3. Harmonic immunity — built-in choke vs filter-only design
Generator feeds often have high voltage harmonic distortion (THD>8%) because of the machine’s synchronous reactance and non-linear loads. The ACS580 includes a built-in DC link choke as standard, which attenuates input current harmonics and makes the DC bus less sensitive to notches in the supply voltage. The MS300 has a built-in C2/C3 EMC filter (optional), but it omits a DC choke; its front-end rectifier sees the full harmonic ripple, which can cause DC bus oscillation and false overvoltage trips on commutation notches.
Why it matters: The ACS580’s choke reduces input current THD to about 35–40% (illustrative) versus 80–100% for a six-pulse rectifier without a choke. The MS300 without a choke can experience bus instability when the generator voltage has deep notches (e.g., from a nearby SCR drive). The coated boards on the ACS580 also improve reliability in high-harmonic environments.
Worked consequence: On a 100 kW diesel genset feeding a mix of VFDs and lighting, the MS300 tripped on DC bus overvoltage during a phase-controlled rectifier load step. The ACS580 remained operational because the choke smoothed the commutation notch. For a clean utility feed, neither drive would see this issue.
When it reverses: If the generator is dedicated to a single load and you add an input line reactor (external) to the MS300, its harmonic immunity becomes comparable. The total installed cost then rises, narrowing the gap to about 10–15% — still lower than the ACS580, but with added wiring and cabinet space.
When the decision flips: the edge case that proves the threshold
Consider a generator with a very fast AVR (dip depth × duration: if the product is below ~5%·s (e.g., 15% for 0.3 s), both drives survive; above ~10%·s, the ACS580 pulls ahead.
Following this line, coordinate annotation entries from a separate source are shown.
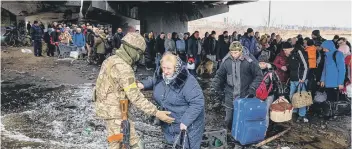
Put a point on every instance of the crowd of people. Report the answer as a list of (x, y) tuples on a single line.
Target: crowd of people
[(90, 40), (295, 64)]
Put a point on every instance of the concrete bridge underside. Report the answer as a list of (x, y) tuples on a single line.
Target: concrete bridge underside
[(151, 16)]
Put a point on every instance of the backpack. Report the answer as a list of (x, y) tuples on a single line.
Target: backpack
[(262, 92), (87, 36), (181, 45)]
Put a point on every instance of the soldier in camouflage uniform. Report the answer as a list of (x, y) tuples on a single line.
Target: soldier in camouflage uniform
[(116, 81)]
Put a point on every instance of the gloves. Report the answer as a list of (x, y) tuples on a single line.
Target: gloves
[(163, 116), (251, 93)]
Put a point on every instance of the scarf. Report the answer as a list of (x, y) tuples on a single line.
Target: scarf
[(178, 69), (128, 54)]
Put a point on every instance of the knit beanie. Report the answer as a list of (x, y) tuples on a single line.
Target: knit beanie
[(286, 45), (264, 57), (316, 33), (249, 30), (236, 46)]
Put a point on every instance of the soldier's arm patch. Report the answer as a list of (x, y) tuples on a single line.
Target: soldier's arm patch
[(131, 86)]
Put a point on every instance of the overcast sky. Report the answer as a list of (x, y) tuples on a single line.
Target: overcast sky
[(308, 13)]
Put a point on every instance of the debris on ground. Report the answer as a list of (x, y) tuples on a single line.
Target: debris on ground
[(26, 51)]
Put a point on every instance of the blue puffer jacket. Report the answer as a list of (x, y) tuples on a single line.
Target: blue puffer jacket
[(36, 33), (78, 39), (333, 73), (251, 44), (183, 97)]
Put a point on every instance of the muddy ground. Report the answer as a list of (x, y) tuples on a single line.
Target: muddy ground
[(46, 104)]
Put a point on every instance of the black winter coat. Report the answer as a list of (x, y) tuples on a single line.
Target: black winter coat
[(210, 45), (117, 40), (192, 46), (320, 67), (276, 89), (250, 76), (159, 46), (298, 64), (222, 48)]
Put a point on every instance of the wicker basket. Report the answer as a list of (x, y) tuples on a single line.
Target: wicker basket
[(281, 110), (302, 99)]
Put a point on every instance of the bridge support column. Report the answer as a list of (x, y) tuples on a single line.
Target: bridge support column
[(161, 19)]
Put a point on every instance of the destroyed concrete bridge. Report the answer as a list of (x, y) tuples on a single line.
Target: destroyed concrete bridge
[(154, 16)]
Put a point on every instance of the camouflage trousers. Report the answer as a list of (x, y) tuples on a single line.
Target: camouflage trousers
[(113, 127)]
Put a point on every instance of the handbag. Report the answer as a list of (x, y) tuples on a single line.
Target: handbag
[(182, 137), (301, 98), (281, 110), (320, 96)]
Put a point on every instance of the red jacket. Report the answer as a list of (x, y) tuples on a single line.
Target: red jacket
[(281, 60)]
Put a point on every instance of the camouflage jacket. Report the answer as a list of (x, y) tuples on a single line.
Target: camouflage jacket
[(116, 81)]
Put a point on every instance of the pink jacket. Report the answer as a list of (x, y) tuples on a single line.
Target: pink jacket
[(345, 50)]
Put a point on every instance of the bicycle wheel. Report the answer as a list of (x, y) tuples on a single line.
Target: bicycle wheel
[(11, 41)]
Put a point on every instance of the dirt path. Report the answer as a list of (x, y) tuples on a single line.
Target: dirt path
[(23, 75), (18, 67)]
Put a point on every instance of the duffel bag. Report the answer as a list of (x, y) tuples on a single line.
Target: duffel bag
[(301, 98), (340, 107), (281, 110)]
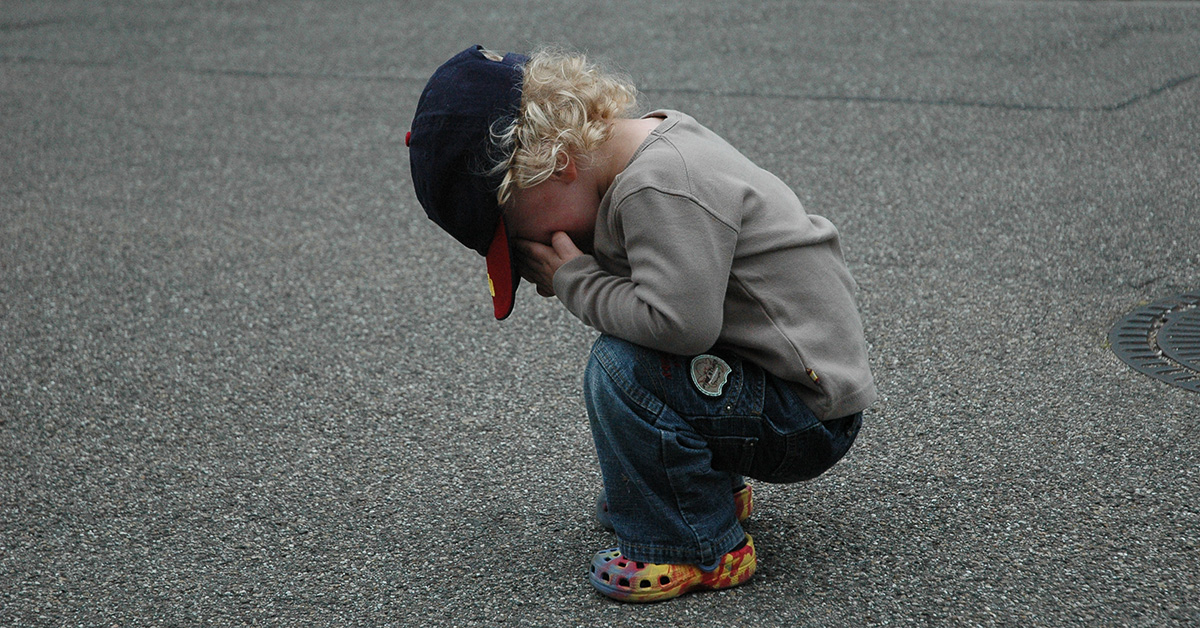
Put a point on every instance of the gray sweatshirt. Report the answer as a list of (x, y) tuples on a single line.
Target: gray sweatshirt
[(697, 247)]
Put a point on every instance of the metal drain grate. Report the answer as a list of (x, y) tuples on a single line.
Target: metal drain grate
[(1163, 340)]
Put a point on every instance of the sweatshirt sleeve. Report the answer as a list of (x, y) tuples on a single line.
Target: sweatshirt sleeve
[(679, 256)]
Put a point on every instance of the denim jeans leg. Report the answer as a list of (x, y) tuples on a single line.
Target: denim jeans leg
[(667, 502)]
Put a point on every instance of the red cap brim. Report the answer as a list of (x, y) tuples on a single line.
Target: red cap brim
[(502, 276)]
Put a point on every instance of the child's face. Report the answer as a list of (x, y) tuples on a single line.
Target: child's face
[(555, 205)]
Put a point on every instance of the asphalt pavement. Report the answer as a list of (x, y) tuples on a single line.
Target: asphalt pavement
[(244, 381)]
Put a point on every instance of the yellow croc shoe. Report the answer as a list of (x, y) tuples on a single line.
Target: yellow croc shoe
[(625, 580)]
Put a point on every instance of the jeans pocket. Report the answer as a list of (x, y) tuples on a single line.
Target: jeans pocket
[(732, 454), (808, 453)]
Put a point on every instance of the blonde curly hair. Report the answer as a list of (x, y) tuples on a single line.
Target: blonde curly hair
[(568, 105)]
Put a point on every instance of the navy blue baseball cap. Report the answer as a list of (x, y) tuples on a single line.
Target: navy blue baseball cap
[(450, 153)]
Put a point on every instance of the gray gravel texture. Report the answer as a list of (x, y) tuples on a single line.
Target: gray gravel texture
[(245, 382)]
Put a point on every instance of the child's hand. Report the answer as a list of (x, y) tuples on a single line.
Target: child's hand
[(538, 262)]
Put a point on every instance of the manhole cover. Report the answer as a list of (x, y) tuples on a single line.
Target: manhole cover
[(1163, 340)]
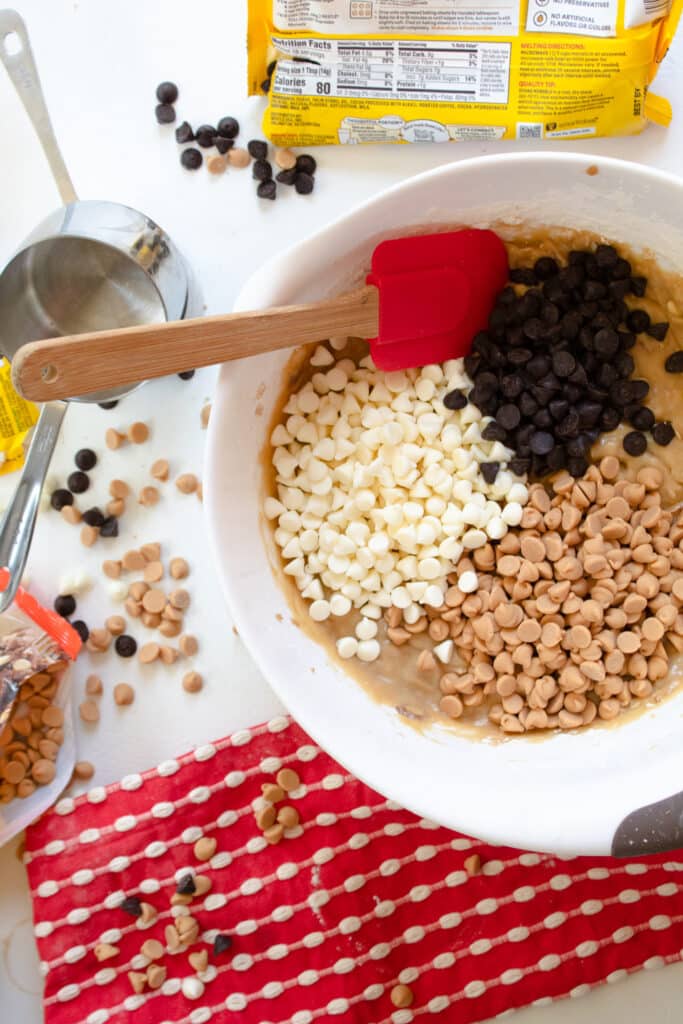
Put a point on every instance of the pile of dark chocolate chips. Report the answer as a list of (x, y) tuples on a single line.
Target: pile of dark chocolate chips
[(554, 370)]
| Dimension | ABB ACS580 | Delta MS300 | Threshold (if-exists) |
|---|---|---|---|
| Undervoltage trip point (illustrative) | ~65% of nominal | ~70–75% | ≥70% dip → both survive; |
| Torque recovery after sag | ~5 ms (DTC) | ~20–30 ms (SVC) | High-inertia load: >15 ms recovery needed → MS300 may fault |
| Harmonic immunity (input THD, illustrative) | ~35–40% with choke | ~80–100% without choke | Generator THD >8% → choke strongly recommended |
| Typical price, 5.5 kW (approx) | ~$1,200 | ~$600 | Budget $800 → evaluate |
Topology/standards per the cited standards; all product ratings are manufacturer-stated values from the cited datasheets, current to 2026-06; derived/illustrative figures are labelled as such. This is not an independent head-to-head test. ABB is a brand affiliated with this site; competitor names are used for identification only.